So you’re thinking of buying a house, holding on to it while the market appreciates, or putting it through a renovation in the hope of selling the property for more than you picked it up for.
If pulled off correctly, flipping a home can bring in a sizeable profit in a short amount of time. But it’s good to keep the risks and benefits in mind when you’re thinking about turning around a property.
To start, it’s good to keep in mind the biggest risk: falling short of selling the home above what you paid for it, plus any additional expenses such as renovations.
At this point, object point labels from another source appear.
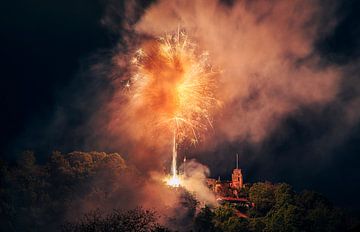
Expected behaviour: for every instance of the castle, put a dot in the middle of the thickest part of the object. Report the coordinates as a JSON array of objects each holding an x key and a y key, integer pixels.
[{"x": 228, "y": 188}]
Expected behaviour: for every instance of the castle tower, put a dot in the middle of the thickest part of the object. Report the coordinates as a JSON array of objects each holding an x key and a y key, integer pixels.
[{"x": 237, "y": 178}]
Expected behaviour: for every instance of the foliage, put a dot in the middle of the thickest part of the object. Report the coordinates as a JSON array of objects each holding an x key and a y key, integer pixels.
[
  {"x": 38, "y": 197},
  {"x": 136, "y": 220},
  {"x": 277, "y": 208}
]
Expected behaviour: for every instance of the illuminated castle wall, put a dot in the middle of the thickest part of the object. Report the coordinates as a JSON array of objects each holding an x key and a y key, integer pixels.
[{"x": 237, "y": 178}]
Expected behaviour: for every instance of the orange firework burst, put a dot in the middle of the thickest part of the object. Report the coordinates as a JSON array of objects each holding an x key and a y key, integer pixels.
[{"x": 177, "y": 83}]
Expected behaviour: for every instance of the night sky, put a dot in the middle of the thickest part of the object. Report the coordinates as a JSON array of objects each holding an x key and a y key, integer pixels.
[{"x": 46, "y": 46}]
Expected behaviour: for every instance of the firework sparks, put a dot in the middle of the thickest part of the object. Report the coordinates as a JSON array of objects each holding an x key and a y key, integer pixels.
[{"x": 178, "y": 83}]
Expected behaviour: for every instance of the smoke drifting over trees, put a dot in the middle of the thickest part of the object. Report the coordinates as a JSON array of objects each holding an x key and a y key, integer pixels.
[{"x": 287, "y": 107}]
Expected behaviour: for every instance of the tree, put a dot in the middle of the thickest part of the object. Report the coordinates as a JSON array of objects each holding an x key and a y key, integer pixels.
[
  {"x": 204, "y": 220},
  {"x": 263, "y": 196},
  {"x": 136, "y": 220}
]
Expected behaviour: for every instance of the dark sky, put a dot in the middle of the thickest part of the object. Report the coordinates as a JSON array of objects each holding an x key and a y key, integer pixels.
[{"x": 44, "y": 45}]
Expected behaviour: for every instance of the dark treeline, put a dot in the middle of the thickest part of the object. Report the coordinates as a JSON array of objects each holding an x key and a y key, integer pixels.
[{"x": 36, "y": 197}]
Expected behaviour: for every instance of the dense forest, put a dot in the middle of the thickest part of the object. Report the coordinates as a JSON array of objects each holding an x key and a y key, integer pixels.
[{"x": 47, "y": 196}]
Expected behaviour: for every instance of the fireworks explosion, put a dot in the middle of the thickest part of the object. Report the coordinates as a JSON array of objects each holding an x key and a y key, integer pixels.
[{"x": 178, "y": 83}]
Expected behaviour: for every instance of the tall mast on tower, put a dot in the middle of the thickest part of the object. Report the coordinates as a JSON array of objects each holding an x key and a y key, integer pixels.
[{"x": 237, "y": 161}]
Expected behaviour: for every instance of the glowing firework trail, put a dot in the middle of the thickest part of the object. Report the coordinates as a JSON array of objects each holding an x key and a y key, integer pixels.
[{"x": 176, "y": 84}]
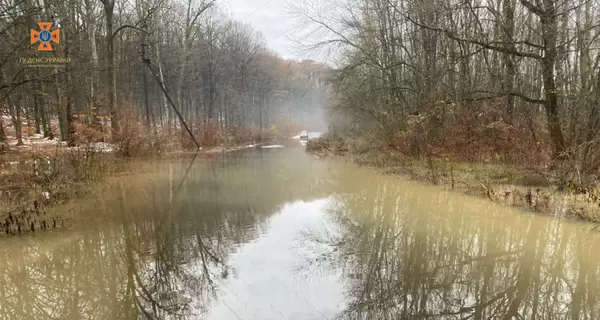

And as you’re crunching the numbers for a possible house-flip purchase, don’t forget to take into account the interest you’ll be paying on any financing you took out for the initial purchase, plus secondary expenses such as property tax and utilities for the length of time you’ll be holding onto the property.
For those keen to pick up their tools and tackle a renovation in the aim of adding value to the future sale price, remember that doing a renovation and then shopping around the finished product is a time-consuming venture. Even before you take the plunge, it can take months to find the right house to buy, then once it’s yours you’ll need to find time for renovations – which can easily last longer than planned – as well as extra tasks like inspections for building code standards. And it could take even more months to find a buyer once the property is ready for sale.
Another risk is over-estimating your abilities to find just the right house to flip. It isn’t always easy to pick out an undervalued home that can be turned around for a tidy profit. It takes a keen eye and some decent research skills to find a diamond in the rough.
But don’t be deterred, as there are some real upsides to successfully flipping a home, aside from a boost to your bank account.
Repair, renovating or remodeling a home yourself will teach you valuable lessons into home construction and maintenance, providing spinoff benefits for possible do-it-yourself work at your own residence. Going through a home inside and out looking for problem areas to fix will give you a keen eye for spotting structural problems and health risks like asbestos and mold.
Flipping a home can also boost your contacts in the housing business, which could prove useful when buying or selling another home. You can expect to deal with realtors, insurance brokers, building inspectors, contractors and a range of other specialists when flipping a home – professional contacts you can potentially tap into for a future housing deal.
So don’t be deterred by the daunting prospect of flipping a home, just do your homework and keep in mind all of the potential upsides and downsides.